“Look!” he said, pointing upward. “The star is moving.”

Yes, the fiery heart of the star had begun to beat, and already it was beginning to glide over the tree-tops.

“Oh!” Kitty exclaimed in dismay, “cannot we play a little longer?”

Just at that moment the loveliest butterfly twinkled past. It looked like a flower on wings. Because the dance had not got out of Kitty’s toes she began to dance after it.

A little girl now dashed out of the wood. She had the liveliest face, the whitest teeth, the merriest eyes Kitty had ever seen. Golden bells tinkled on her pointed cap and on her dress. Tinkle, tinkle went those golden bells as she ran. She seized Kitty by the hand, and before Kitty could say yes or no, she found herself running with her hand clasped in that of the strange child.
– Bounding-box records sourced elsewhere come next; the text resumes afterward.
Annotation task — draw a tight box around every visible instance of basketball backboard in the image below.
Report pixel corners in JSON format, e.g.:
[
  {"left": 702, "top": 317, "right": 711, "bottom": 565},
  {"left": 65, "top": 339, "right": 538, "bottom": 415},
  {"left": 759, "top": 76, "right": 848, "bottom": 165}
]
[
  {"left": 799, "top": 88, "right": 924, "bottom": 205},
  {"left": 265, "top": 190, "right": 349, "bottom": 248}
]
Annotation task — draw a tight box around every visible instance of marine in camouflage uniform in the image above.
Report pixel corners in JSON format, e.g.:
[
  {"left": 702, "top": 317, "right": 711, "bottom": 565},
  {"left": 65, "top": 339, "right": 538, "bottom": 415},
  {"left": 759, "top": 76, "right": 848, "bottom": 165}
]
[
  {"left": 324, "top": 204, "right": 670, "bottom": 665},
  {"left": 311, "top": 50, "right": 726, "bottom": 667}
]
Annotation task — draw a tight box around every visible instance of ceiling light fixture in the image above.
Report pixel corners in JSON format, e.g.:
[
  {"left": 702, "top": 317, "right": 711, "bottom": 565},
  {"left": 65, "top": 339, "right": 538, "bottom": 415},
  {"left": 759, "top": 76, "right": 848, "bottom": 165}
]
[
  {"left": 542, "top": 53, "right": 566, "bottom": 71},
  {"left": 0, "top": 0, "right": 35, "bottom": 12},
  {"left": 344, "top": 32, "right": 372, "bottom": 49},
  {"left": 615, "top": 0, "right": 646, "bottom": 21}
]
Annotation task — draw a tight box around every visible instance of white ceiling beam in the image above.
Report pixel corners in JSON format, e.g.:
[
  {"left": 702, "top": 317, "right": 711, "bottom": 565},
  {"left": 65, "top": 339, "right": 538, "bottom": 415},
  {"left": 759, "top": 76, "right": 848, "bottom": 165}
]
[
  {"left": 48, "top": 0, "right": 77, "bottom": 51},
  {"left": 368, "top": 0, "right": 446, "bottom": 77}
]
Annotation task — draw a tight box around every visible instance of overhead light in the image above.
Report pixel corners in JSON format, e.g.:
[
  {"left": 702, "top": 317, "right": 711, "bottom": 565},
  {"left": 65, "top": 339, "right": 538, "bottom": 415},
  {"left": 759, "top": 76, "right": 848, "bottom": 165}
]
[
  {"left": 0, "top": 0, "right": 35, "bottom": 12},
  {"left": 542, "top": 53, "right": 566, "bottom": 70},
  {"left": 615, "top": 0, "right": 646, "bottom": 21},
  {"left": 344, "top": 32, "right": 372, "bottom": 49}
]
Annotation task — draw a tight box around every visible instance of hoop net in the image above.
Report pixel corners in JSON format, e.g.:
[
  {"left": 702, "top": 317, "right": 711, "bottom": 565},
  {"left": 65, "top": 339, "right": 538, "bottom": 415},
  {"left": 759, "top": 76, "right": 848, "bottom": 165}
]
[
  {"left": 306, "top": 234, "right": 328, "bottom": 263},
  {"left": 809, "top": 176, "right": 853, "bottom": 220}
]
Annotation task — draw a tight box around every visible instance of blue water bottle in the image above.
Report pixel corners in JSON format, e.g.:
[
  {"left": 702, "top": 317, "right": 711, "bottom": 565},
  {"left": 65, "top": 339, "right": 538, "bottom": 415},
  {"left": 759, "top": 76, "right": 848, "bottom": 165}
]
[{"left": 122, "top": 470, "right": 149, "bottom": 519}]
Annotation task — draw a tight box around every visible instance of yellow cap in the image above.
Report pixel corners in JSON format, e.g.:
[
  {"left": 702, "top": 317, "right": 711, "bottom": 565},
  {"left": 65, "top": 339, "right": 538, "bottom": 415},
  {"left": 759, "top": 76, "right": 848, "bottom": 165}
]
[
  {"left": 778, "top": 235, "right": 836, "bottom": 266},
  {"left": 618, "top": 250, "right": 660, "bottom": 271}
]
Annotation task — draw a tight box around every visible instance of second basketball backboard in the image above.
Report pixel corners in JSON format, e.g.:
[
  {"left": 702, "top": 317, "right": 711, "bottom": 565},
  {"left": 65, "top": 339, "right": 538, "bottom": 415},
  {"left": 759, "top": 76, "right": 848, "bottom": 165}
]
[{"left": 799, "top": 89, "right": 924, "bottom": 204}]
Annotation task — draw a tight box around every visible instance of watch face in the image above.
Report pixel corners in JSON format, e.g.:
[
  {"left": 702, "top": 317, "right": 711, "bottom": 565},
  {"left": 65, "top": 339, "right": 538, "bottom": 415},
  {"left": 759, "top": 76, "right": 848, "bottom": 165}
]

Kitty had never run so fast; the breeze seemed to run with her; the carpet of soft moss seemed to speed them along; the birds seemed to say, “Quick, quick; who’ll go faster, our wings or your feet?”

The sprite sniffed the woodland air with immense satisfaction; it was as wide awake now as it had been fast asleep before.

The guardian child whispered in Kitty’s ear, “Enough, enough; you have played enough.”

The star glided in the sky over the narrow path that stretched away like a straight white ribbon under the forest trees.

At last Kitty stopped, out of breath, at the foot of a branching tree. A little bird caroled above a merry song.